Content Filtering Settings

  • Auto-Hide Threshold: Posts below this score are hidden (default: 20)
  • Dim Threshold: Posts below this score are dimmed (default: 40)
  • Highlight Threshold: Posts above this score are highlighted (default: 80)

Usage

Basic Usage

  1. Initial Setup:

    • Install the extension
    • Ensure Ollama is running
    • Visit the options page for initial configuration
  2. Browsing Social Media:

    • Navigate to supported platforms (Twitter, Facebook, Reddit, LinkedIn)
    • Posts are automatically analyzed and rated
    • Look for the rating overlay in the top-right of each post
  3. Understanding Ratings:

    • 🔴 0-20: Very Poor (auto-hidden)
    • 🟠 20-40: Poor (dimmed)
    • 🟡 40-60: Fair (slightly dimmed)
    • 🟢 60-80: Good (normal display)
    • 🟢 80-100: Excellent (may be highlighted)
  4. Content Classification Icons:

    • 💬 Personal/Social
    • 💼 Business
    • 💻 Technology
    • 💰 Finance
    • 📰 News
    • 🎬 Entertainment
    • 📚 Education
    • 📢 Promotion/Ads
    • 🏛️ Politics
    • 📄 Other

Advanced Features

  • Feed Analytics (LinkedIn only):

    • View content quality trends
    • Track top authors
    • Export data for analysis
  • Quick Actions:

    • Hide: Temporarily hide a post
    • Block: Permanently block similar content

Troubleshooting

Common Issues

  1. "Ollama Not Available" error:

    • Ensure Ollama is running: ollama serve
    • Check if it's accessible at http://localhost:11434
    • Try clicking "Check Ollama Status" in settings
  2. No ratings appearing:

    • Check the extension console for errors
    • Verify Ollama has a model loaded
    • Ensure you're on a supported platform
  3. Performance issues:

    • Try a smaller Ollama model (e.g., phi3)
    • Adjust max tokens in settings
    • Clear cached ratings in Chrome storage

Contributing

We welcome contributions!
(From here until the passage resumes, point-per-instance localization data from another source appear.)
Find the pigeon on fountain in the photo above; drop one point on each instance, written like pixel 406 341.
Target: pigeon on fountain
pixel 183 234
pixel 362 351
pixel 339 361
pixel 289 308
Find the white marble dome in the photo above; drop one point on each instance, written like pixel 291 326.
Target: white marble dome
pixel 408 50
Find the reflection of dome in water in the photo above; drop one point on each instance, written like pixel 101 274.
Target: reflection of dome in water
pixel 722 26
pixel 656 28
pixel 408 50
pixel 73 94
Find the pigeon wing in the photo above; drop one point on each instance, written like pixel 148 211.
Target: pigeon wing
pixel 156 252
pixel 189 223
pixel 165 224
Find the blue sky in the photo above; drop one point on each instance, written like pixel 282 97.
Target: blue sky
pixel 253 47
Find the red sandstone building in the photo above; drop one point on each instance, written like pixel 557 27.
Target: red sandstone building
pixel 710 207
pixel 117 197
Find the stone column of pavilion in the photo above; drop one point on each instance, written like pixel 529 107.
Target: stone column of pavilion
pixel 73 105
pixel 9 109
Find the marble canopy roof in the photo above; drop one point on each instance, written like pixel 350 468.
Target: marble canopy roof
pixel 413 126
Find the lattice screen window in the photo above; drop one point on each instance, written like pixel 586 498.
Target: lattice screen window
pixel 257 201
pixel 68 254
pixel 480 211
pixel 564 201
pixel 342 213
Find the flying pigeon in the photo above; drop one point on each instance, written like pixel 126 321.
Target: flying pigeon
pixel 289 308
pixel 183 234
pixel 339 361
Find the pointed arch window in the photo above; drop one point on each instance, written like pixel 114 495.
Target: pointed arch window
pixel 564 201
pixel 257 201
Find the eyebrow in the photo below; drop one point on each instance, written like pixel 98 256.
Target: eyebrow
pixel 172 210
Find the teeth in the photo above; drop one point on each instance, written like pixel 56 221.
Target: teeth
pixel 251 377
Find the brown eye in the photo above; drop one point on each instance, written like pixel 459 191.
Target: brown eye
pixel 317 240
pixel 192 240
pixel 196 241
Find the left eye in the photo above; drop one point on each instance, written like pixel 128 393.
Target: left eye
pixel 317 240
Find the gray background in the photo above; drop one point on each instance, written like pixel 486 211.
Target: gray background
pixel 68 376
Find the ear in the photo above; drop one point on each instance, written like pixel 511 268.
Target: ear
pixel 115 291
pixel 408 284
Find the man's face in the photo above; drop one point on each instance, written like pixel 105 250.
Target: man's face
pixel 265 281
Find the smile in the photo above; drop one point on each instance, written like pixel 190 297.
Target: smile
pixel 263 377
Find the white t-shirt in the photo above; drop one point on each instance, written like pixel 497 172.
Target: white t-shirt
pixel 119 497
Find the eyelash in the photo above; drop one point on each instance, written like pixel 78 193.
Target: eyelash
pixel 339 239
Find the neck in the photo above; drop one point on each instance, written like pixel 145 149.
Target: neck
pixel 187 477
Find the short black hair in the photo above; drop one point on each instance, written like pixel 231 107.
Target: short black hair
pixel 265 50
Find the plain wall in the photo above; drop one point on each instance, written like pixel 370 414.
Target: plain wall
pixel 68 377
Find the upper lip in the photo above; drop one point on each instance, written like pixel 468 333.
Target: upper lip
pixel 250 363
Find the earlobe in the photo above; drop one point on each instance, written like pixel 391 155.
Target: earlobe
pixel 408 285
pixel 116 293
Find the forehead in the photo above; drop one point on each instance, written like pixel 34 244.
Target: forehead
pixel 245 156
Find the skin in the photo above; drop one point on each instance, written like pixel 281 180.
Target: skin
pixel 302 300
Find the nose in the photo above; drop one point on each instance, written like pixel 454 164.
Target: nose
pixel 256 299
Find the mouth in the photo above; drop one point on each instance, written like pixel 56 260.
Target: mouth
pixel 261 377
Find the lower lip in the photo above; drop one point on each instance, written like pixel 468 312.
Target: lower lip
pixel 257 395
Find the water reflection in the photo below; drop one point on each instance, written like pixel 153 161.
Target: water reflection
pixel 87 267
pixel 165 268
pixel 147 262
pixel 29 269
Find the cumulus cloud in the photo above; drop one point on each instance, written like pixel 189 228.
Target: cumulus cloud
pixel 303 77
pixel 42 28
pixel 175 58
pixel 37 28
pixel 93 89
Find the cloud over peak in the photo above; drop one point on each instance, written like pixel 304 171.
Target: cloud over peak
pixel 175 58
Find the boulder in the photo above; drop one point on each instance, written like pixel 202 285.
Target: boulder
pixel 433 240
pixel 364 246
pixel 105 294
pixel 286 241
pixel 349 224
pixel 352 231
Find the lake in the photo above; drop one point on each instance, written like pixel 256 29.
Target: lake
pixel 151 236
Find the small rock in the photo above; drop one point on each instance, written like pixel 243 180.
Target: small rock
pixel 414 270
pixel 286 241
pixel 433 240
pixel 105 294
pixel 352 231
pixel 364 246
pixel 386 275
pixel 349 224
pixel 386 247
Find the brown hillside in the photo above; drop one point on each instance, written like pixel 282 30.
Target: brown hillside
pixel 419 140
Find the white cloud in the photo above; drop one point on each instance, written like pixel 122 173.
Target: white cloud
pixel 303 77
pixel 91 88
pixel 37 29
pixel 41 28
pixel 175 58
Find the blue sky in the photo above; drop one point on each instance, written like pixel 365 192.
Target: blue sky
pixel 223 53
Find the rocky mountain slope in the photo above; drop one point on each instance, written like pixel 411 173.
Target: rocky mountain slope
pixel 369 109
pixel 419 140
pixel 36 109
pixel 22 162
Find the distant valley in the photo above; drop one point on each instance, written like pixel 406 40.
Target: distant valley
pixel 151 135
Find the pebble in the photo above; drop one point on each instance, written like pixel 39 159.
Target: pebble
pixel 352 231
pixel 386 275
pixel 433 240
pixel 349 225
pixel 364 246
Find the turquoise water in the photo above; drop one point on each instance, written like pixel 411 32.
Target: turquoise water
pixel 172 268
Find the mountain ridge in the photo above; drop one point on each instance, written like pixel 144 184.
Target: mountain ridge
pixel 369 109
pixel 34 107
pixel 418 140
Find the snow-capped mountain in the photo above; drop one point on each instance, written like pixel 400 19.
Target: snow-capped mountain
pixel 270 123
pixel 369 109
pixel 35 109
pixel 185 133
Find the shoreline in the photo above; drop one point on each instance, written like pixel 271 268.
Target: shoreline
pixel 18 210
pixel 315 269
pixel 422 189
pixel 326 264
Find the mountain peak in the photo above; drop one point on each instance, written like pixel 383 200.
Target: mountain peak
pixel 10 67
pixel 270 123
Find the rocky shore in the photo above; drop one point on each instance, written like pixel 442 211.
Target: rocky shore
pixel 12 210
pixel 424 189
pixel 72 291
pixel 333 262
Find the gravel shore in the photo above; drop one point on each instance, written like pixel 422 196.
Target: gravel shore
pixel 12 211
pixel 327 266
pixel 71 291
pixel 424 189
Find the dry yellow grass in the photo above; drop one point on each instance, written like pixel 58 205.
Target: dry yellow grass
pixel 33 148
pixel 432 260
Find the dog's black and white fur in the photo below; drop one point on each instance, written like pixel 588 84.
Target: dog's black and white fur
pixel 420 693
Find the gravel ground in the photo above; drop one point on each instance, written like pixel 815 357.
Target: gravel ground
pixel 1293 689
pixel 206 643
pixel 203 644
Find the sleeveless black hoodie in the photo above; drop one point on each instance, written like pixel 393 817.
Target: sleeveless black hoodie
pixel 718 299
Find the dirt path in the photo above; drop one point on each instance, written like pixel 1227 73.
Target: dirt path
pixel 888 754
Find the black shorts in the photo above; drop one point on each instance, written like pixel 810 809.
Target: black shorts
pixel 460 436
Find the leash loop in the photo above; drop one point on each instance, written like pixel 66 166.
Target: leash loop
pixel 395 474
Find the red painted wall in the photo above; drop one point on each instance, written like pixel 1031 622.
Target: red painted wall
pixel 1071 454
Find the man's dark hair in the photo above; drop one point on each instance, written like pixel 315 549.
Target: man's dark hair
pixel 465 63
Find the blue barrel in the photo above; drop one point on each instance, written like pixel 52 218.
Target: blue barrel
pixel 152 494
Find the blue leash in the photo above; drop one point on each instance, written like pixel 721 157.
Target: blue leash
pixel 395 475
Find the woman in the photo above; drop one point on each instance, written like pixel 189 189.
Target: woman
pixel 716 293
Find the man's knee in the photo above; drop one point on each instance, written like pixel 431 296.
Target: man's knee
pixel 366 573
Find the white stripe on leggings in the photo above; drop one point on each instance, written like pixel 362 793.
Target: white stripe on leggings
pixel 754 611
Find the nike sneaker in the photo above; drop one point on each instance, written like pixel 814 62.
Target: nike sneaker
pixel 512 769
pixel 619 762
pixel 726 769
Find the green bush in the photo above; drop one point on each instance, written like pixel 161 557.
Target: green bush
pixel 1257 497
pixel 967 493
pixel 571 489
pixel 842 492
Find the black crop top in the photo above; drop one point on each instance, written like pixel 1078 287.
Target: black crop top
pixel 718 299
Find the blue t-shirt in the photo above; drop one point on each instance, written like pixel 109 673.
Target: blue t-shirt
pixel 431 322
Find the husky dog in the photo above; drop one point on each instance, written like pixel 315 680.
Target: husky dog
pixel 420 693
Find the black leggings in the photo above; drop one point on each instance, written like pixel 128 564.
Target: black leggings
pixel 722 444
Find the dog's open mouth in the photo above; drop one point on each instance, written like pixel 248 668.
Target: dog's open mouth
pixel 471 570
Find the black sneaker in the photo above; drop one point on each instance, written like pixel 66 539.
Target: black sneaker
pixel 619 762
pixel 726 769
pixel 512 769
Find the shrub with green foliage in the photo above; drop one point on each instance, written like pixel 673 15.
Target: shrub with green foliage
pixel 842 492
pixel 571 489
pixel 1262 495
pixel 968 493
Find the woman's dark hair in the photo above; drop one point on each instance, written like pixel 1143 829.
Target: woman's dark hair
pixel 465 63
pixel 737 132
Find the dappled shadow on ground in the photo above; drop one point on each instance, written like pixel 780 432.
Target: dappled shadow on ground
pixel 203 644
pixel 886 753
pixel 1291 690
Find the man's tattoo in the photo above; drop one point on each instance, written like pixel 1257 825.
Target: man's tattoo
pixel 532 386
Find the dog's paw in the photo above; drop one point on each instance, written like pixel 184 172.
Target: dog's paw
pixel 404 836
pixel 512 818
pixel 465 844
Please see our Contributing Guidelines for details.

Development Process

  1. Fork the repository
  2. Create your feature branch (git checkout -b feature/amazing-feature)
  3. Commit your changes (git commit -m 'Add amazing feature')
  4. Push to the branch (git push origin feature/amazing-feature)
  5. Open a Pull Request

Privacy & Security

  • Local Processing: All AI inference happens on your device via Ollama
  • No External APIs: No content is sent to external services
  • Data Storage: Only ratings and analytics are stored locally
  • Open Source: Full code transparency

License

This project is licensed under the MIT License - see the LICENSE file for details.

Acknowledgments

  • Ollama for local LLM inference
  • Material-UI for UI components
  • The open-source community for inspiration and support

Note: This extension requires Ollama to be installed and running on your local machine. It does not include any AI models - you must download them separately through Ollama.